Enter sterilization: the PBC offsets intervention with contractionary moves to neutralize liquidity. Before 2006, it leaned heavily on issuing central bank bills; as the interest burden rose, it pivoted toward raising required reserve ratios, which jumped from 8.5% in 2006 to 17% by 2008. Through and after the global financial crisis, the toolkit broadened to include (reverse) repos, with volumes surging in 2007–2009; later, as growth slowed, reserve ratios were cut and sterilization intensity eased.

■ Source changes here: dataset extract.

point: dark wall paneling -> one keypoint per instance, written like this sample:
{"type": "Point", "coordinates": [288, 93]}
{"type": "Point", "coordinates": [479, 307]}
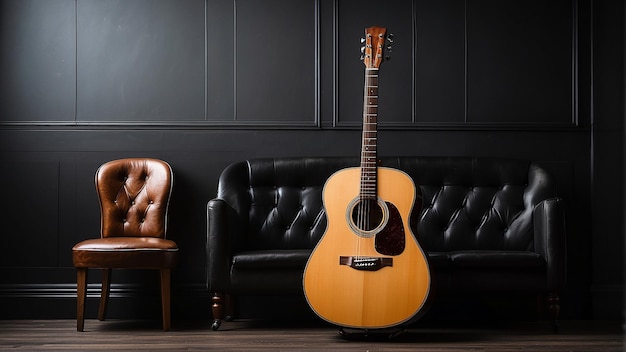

Effectiveness is debated but several studies cited in the article find China’s sterilization has largely worked: the PBC preserved considerable monetary autonomy despite limited exchange-rate flexibility, and headline money and price indicators stayed relatively stable versus swings in net foreign assets. Still, the strategy is boxed in by the “impossible trinity”: tighter exchange-rate control collides with rising capital mobility, forcing continual recalibration of instruments and intensity.

Looking forward, the economists flag new headwinds: slowing reserve accumulation, net capital outflows (including weaker FDI), deflationary pressures at home, and trade frictions abroad. If depreciation risks mount, stronger sterilization may be required to defend the peg—but aggressive tightening could further sap domestic demand. The conclusion: China can likely sustain large reserves and relative currency stability only by flexibly re-mixing tools, reassessing exchange-rate flexibility, and balancing external objectives with the need to revive the domestic economy.